Bond's baddie this time -- using the word nemesis would be laughably inaccurate -- is a mercenarial businessman called Dominic Greene, a so-called environmentalist but actually a man working for Quantum, the global terror organisation that literally has people everywhere. It's the new S.P.E.C.T.R.E, just that nobody knows about it yet. Obviously, it'll provide villainjuice to the next few Bond flicks.
Greene is played by fantastic French actor Mathieu Amalric, last seen taking our breath away in the wonderful The Diving Bell And The Butterfly. Bereft of scars or monocles, Amalric plays Greene with a constant sneer and an aura built up of unadulterated condescension, and while he is a very effective screen villain, he ends up severely shortchanged when pitted against a characteristically lucky Bond.
So all action, too few words. Fair enough, but more than half of you are wondering why the women haven't been mentioned yet. Okay then. Judi Dench plays M, and as if her schoolmarm role in Casino Royale wasn't patronising enough, here she actually travels across the world following Bond and spouting trite lines about trust.
There is one nice bit, though, where James refers to her as a friend who likes to believe she's his mother. When she's on screen, though, you wish the shots aimed at her would emerge fatal.
Oh, you weren't talking about her? Heh.

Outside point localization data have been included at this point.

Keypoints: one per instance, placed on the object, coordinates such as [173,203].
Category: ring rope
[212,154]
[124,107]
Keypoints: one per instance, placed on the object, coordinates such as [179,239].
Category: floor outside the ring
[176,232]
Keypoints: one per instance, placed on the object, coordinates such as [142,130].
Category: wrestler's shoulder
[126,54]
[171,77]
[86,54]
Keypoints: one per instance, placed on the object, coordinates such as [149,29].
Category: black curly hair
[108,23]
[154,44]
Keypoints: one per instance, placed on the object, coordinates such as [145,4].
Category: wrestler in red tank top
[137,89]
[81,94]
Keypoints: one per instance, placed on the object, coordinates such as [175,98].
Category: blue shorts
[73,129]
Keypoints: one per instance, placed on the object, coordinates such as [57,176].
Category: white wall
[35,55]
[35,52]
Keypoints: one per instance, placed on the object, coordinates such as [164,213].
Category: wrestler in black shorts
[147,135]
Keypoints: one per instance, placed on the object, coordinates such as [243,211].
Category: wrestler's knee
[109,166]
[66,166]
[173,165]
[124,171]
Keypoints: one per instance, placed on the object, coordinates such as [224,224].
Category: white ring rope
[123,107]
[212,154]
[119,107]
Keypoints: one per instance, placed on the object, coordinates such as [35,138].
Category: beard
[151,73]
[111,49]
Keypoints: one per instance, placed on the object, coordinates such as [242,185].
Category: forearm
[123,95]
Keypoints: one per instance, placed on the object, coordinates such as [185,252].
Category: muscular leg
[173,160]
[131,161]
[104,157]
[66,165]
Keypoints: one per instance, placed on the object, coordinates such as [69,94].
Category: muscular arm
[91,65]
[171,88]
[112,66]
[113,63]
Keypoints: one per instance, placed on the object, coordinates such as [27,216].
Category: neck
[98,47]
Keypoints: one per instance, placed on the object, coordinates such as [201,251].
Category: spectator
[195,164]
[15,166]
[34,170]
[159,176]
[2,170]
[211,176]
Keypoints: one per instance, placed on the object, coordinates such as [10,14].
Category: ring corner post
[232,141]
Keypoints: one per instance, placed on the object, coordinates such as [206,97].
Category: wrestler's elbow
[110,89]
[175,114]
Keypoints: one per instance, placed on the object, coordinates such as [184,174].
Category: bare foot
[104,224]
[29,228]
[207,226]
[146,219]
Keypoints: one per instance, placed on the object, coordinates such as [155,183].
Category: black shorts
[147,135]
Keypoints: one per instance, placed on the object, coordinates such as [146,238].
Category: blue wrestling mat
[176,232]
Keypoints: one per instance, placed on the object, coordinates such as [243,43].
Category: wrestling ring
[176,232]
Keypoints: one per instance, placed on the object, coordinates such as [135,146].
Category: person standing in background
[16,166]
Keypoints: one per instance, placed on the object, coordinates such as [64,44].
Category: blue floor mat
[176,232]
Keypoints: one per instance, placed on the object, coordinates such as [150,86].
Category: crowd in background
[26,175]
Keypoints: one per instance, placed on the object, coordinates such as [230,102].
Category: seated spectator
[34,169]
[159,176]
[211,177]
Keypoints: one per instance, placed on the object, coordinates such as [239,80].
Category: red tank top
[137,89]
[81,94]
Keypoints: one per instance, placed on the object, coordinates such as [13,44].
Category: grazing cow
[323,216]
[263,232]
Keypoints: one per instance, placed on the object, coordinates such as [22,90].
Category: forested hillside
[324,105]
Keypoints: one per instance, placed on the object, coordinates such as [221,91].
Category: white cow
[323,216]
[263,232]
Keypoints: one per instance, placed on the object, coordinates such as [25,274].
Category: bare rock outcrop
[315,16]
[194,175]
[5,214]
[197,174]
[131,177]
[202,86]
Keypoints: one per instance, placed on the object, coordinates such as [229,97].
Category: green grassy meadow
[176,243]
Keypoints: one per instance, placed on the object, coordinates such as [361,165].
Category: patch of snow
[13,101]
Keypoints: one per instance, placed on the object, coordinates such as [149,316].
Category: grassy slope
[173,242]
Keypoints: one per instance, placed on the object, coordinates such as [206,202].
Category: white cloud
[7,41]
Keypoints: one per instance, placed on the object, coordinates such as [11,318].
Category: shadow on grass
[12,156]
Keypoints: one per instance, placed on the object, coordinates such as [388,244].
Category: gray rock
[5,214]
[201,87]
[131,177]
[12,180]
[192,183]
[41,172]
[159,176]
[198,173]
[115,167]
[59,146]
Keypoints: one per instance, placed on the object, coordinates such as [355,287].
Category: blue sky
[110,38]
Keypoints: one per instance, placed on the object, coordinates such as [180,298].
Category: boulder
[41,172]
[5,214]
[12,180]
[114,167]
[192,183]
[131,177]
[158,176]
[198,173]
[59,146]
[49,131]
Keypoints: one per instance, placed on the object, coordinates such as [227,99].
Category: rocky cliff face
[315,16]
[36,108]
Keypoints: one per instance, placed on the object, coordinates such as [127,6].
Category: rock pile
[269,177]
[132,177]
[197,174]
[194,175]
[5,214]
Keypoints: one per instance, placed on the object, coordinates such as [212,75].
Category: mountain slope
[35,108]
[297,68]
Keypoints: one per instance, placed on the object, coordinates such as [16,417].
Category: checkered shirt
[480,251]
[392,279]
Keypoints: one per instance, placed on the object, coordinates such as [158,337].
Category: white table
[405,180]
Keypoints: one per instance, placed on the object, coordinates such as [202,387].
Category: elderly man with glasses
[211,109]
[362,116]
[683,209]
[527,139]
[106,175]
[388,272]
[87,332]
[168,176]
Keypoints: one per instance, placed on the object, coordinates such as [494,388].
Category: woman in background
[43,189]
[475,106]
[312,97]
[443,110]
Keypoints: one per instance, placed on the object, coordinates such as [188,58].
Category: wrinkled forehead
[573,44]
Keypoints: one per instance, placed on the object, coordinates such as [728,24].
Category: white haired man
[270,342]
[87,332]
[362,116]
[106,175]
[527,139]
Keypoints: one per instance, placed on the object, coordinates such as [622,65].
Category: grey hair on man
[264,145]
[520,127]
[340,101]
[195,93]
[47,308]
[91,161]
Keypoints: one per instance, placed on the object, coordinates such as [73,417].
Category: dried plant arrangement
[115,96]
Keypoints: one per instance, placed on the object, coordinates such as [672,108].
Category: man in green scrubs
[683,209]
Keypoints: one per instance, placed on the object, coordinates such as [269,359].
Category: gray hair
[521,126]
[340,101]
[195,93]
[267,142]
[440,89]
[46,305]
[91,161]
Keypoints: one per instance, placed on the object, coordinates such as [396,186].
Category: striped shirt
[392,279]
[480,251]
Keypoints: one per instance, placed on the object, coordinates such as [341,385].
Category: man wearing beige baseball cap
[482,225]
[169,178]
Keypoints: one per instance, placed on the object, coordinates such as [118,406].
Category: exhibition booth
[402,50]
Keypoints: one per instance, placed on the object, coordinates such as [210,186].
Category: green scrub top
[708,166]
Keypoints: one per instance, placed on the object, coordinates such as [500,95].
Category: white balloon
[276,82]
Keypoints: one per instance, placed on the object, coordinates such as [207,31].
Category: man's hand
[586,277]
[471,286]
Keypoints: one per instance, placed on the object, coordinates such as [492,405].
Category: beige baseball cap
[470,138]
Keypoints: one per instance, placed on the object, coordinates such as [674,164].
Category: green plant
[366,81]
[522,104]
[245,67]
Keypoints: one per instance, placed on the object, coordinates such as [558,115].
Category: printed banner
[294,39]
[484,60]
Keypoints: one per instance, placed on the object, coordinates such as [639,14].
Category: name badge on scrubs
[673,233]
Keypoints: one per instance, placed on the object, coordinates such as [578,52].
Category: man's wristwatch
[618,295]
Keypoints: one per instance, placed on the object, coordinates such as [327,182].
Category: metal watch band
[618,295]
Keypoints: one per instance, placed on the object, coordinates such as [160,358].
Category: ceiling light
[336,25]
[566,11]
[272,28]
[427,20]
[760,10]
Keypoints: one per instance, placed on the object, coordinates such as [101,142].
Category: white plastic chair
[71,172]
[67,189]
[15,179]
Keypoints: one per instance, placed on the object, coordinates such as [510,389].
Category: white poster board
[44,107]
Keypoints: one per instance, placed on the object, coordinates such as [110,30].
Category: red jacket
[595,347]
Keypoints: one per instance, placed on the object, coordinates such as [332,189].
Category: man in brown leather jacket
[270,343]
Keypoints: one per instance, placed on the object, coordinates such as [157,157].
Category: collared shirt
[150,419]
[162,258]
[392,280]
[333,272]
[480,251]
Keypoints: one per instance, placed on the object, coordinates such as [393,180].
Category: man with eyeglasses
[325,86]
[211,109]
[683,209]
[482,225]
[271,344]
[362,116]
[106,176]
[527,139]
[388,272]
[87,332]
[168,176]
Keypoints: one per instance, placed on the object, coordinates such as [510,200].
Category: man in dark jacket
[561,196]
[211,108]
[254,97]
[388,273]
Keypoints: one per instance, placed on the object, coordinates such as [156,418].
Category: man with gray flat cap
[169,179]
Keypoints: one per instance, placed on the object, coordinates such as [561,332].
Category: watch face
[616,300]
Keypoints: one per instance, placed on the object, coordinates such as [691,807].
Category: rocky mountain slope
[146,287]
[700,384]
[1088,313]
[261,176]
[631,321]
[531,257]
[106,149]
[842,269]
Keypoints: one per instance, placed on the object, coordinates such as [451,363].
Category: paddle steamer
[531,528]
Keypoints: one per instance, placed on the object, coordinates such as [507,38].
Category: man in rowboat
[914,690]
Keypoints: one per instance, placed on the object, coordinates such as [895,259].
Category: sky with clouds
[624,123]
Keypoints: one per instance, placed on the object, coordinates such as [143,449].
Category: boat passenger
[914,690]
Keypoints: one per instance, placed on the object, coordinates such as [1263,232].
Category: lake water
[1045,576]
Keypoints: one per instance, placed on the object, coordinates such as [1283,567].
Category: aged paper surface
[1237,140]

The ravishing Olga Kurylenko is one of the hottest Bond girls of all time -- don't believe her misleading initials -- and can comfortably juggle guns and spinning cars alongside her ever-breathtaking look. Granted, the tan's a bit dodgy, but Olga holds her own against James to the extent that the two hardly share anything physical -- even as their chemistry crackles like a wildfire. Her vaguely Russian-Bolivian accent even makes her Oren-Ishii backstory almost bearable.
It is with the Gemma Arterton character, however, that true heartbreak lies. Not just is she a sexy two-line appearance worthy of much more, and consigned to an abrupt end because Olga's the official Bondgirl in charge, but she's a hackneyed character devised to make James feel guilty for having, um, his way with her.
Between Genna's Ms Fields and Olga's Camille -- we're wondering where the trademark Bondgirl-naming humour has vanished. Even Vesper Lynd was a subtle stand-in for West Berlin, Ian Fleming punning on the fact that a British agent could possibly pine for half a German city.
And it is only with the end-credits that we realise what Ms Fields' first name is; in a dash of Liverpudlian lunacy, she's named Strawberry. Leaving that priceless, cheeky bit out symptomises all that is wrong with Quantum Of Solace.
It's a fine actioner, but James Bond deserved more charm.